As already noted, the permissible exposure level for genotoxic carcinogens in the EU is 1 person in 10,000 for lifetime exposure. This means that exposure where the MoE is less than 10,000 should be considered as a situation with unacceptable risk ("unsafe"). In the information provided by EFSA one does however not find any statement how to deal with the permissible level of an MoE that is based on a BMDL01 or BMDL05 of experimental animals, or BMDLs derived from human studies.

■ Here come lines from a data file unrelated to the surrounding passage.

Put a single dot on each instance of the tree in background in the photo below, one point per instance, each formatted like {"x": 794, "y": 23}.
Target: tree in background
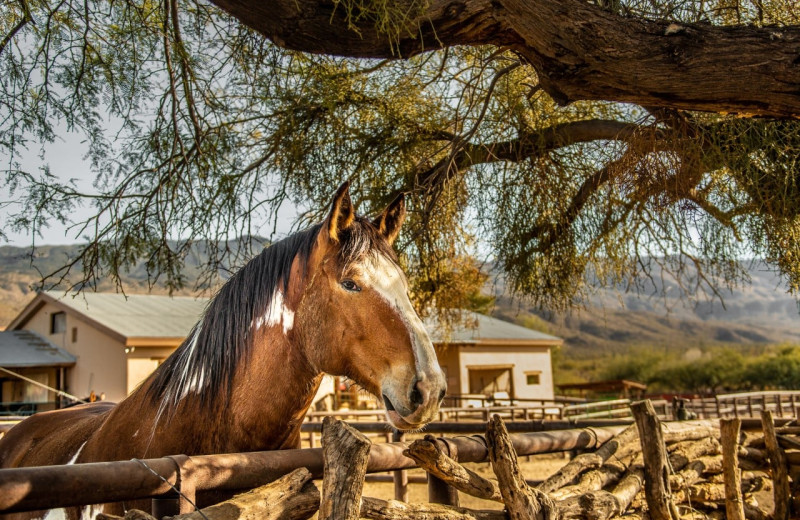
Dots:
{"x": 574, "y": 144}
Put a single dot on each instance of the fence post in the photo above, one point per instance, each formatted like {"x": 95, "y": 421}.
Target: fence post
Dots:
{"x": 400, "y": 476}
{"x": 439, "y": 491}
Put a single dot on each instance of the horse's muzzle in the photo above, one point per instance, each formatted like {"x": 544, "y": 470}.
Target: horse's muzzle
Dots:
{"x": 419, "y": 406}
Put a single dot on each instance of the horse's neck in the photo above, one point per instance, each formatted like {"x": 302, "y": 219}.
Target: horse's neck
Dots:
{"x": 271, "y": 392}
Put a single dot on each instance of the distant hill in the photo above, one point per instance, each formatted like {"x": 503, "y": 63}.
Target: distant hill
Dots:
{"x": 611, "y": 321}
{"x": 20, "y": 272}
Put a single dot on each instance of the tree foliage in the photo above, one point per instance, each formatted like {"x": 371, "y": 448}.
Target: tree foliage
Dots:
{"x": 716, "y": 370}
{"x": 198, "y": 128}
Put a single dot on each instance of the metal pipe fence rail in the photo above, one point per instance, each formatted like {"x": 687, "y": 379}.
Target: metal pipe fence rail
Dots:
{"x": 37, "y": 488}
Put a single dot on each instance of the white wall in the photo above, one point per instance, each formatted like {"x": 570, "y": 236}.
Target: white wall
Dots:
{"x": 523, "y": 358}
{"x": 101, "y": 362}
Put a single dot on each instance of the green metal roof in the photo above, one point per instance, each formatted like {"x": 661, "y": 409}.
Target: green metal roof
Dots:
{"x": 148, "y": 315}
{"x": 137, "y": 315}
{"x": 23, "y": 348}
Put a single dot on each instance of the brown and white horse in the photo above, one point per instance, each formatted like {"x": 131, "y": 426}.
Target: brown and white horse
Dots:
{"x": 330, "y": 299}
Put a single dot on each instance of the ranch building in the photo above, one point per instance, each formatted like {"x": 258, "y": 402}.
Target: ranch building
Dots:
{"x": 111, "y": 342}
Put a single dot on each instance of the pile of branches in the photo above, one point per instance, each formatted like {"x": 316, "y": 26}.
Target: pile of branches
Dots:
{"x": 703, "y": 469}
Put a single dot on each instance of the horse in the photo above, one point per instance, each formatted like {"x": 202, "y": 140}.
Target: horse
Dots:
{"x": 330, "y": 299}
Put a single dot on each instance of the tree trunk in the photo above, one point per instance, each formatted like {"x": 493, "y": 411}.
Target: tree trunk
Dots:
{"x": 579, "y": 50}
{"x": 345, "y": 452}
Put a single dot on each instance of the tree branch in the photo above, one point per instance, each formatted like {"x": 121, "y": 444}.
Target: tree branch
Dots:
{"x": 580, "y": 51}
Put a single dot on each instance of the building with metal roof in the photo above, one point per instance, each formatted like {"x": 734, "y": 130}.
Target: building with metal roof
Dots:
{"x": 487, "y": 357}
{"x": 118, "y": 340}
{"x": 29, "y": 366}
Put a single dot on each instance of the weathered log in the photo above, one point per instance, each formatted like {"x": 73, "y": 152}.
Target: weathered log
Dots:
{"x": 131, "y": 514}
{"x": 345, "y": 452}
{"x": 593, "y": 480}
{"x": 777, "y": 463}
{"x": 753, "y": 454}
{"x": 522, "y": 502}
{"x": 428, "y": 455}
{"x": 291, "y": 497}
{"x": 754, "y": 513}
{"x": 682, "y": 453}
{"x": 729, "y": 436}
{"x": 571, "y": 470}
{"x": 657, "y": 491}
{"x": 624, "y": 446}
{"x": 603, "y": 505}
{"x": 394, "y": 510}
{"x": 694, "y": 472}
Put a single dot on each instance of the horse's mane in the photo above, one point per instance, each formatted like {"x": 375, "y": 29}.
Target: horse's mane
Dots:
{"x": 205, "y": 363}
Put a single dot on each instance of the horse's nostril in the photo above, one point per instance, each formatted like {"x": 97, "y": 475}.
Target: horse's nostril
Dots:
{"x": 416, "y": 396}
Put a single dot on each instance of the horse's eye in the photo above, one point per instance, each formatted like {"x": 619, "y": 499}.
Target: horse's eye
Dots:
{"x": 350, "y": 285}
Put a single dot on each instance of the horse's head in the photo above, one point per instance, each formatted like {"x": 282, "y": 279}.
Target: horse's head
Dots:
{"x": 356, "y": 319}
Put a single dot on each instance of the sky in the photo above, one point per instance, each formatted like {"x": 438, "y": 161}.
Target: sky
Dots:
{"x": 66, "y": 160}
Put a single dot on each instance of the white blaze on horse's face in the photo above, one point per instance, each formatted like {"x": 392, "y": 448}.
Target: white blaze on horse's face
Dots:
{"x": 407, "y": 407}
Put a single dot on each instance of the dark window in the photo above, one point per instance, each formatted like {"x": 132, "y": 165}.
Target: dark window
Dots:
{"x": 58, "y": 323}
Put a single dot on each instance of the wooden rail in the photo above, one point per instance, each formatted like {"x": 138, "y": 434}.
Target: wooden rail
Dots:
{"x": 31, "y": 489}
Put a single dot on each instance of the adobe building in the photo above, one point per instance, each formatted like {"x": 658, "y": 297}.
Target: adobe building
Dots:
{"x": 117, "y": 341}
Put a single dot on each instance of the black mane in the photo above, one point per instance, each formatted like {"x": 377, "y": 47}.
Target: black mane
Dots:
{"x": 206, "y": 361}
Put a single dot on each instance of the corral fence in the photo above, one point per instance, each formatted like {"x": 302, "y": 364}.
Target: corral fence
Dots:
{"x": 38, "y": 488}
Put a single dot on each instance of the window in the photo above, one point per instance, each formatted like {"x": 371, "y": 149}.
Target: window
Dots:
{"x": 58, "y": 323}
{"x": 533, "y": 378}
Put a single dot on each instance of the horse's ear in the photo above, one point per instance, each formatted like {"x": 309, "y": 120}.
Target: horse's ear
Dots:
{"x": 391, "y": 219}
{"x": 342, "y": 213}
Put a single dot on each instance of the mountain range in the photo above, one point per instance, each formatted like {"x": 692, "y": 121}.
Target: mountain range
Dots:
{"x": 610, "y": 320}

Although it is not mentioned in EFSA documents, most experts consider the level of 10,000 as a guidance value based upon the safety factor approach of the treshold procedure. Here factors of ten are used to extrapolate for various issues, e.g. animal to human, variation within a population, from lowest dose with effect to a NOAEL, or for short term exposure to chronic exposure. Following this reasoning, the MoE for an permissible situation can be lowered with factors of ten for BMDLs of human studies and for BMDL01 or BMDL05 of experimental studies. It is left to the risk assessor to decrease the critical MoE level with the appropriate arguments.
The EFSA approach of the Margin of Safety can also being used for other chemicals than genotoxic carcinogens. For some contaminants it was concluded in EFSAs latest opinions that setting a TDI or TWI was not possible any more due to lacking essential data (e.g. a NOAEL). In these cases existing HBGVs were withdrawn, but the use of the MoE could be considered as an alternative. See for example the evaluation of lead. In 2005 EFSA copied the TWI of 25 ug/kg.week (JECFA, 2000), but in 2010 EFSA concluded that this TWI is to be redrawn. Various BMDLs were then reported, based on a human study with volunteers, e.g. for clinical chemistry and neurologic effects, so an exposure assessment for lead could now be made by means of a MoE.